Editors Note: Mental health is a serious problem within the academy, and within philosophy graduate programs more specifically. If you or someone you know is struggling please reach out to local, instructional, or national resources. Below are some resources which are free to all: 

National Suicide Prevention Lifeline: 1 (800) 273-TALK or 1 (800) 273-8255 

Mental Health America: text 741-741 

The Samaritans: call or text 1(877) 870-4673 

The Trevor Project: For LGBTQ+ folks feeling suicidal or in need of a safe or judgement free place to talk call 1(866) 488-7386 or text 678-678. 

Trans Lifeline: 1 (877) 330-6366 

Please take care of yourself and others as we navigate the challenges brought about by the COVID-19 pandemic.

Betty Jean Stoneman

Betty Jean Stoneman is a PhD Candidate in the Department of Philosophy at Emory University. Betty’s dissertation devises a theory of civil disobedience based on Simone de Beauvoir’s ethical and political thought. Betty’s research interests include normative and applied ethics, social and political philosophy, and French existentialism.

1 COMMENT

  1. Thank you for being open about this issue. It’s morally necessary for it to be aired and addressed in any community.

    What you say is right. Thoughtful graduate programs should have practices in place to directly address the many difficulties graduate students face in moving through an often precarious and isolating academic space. I think graduate programs tend to view their response informally, but that allows lapses, lack of transparency, and some failures of accountability. Formal practices are actually needed, from ombudspeople to specific graduate forums aimed at wellness, to peer mentoring and support. More than anything, graduate programs should formally address the tendency for programs to breed competition; they should instead create a community with a strong sense of the common good.

    For what it is worth, I also suffered from depression in graduate school for many reasons, some of the main ones pertaining to the institution where I studied, others related to the strongly capitalist forms of the society in which I live, and others tracing back to developmental issues I had not resolved by the time I came to graduate school. It took me years to work through the rut I worked my way into in graduate school, but I eventually did. Please don’t give up!

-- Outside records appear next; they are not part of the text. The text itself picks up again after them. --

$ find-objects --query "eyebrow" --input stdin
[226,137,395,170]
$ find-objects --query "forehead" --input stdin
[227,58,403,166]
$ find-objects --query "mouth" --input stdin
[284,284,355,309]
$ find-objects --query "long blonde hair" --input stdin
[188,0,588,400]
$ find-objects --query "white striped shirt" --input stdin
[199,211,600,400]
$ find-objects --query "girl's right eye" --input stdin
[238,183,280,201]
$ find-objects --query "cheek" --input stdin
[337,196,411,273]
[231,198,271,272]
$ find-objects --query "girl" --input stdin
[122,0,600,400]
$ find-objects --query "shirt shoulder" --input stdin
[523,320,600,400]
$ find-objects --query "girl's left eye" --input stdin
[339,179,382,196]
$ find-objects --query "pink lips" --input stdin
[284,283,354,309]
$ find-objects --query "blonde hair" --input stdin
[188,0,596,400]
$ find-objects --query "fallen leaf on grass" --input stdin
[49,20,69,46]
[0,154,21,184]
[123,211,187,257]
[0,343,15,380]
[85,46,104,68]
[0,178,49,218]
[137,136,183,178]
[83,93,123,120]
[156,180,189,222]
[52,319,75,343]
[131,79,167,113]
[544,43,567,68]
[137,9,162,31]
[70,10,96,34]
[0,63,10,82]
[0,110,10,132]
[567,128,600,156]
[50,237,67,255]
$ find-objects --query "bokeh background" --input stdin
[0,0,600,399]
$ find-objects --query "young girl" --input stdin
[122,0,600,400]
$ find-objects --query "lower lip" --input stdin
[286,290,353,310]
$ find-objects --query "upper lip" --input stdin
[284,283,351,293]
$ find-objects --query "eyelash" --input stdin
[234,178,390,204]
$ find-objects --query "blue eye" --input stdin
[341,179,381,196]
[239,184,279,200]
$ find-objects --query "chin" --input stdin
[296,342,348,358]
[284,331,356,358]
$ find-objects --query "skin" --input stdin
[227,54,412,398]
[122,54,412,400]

    Looking back, simple things would have helped. These aren’t libertarian things, but are practices of care. They also are environmental in the sense that they extend oneself into the world. Although COVID constricts our worlds, these practices are all still possible when approached with care. In listing, them, I am not presuming that they pertain to your experience. I am writing them here because they are the advice I wished I had received:
    — To exercise regularly (not competitively, but gradually, for instance by walking, doing daily exercises at home, or the like)
    — To eat healthily
    — To meditate
    — To go to therapy (now online)
    — To live away from the graduate school / get perspective on it by taking a break from it in a different part of town
    — To take time off from graduate school to live & sort things out with little expectations other than that
    — To listen to myself when I found people who made me feel completely comfortable and who seemed to make the world seem safe and workable; then to spend my time with them, not people around whom my anxiety increased
    — To actively seek out non-cynical or corrosive comedy in film, literature, friends, and in life
    — To join a club or cause outside the school based on a common interest where the club focused on things that are enjoyable (nowadays on line or in open spaces)
    — To join an activist cause that was solid and not overdriven and anxious, thereby keeping in touch with the important things in life (the key here was not to hang out with activists who tear themselves and others down)

    Some of these things may be more difficult in COVID. But none are impossible.

    Thank you again for your post. It felt good to write out how things should have been / how they should be.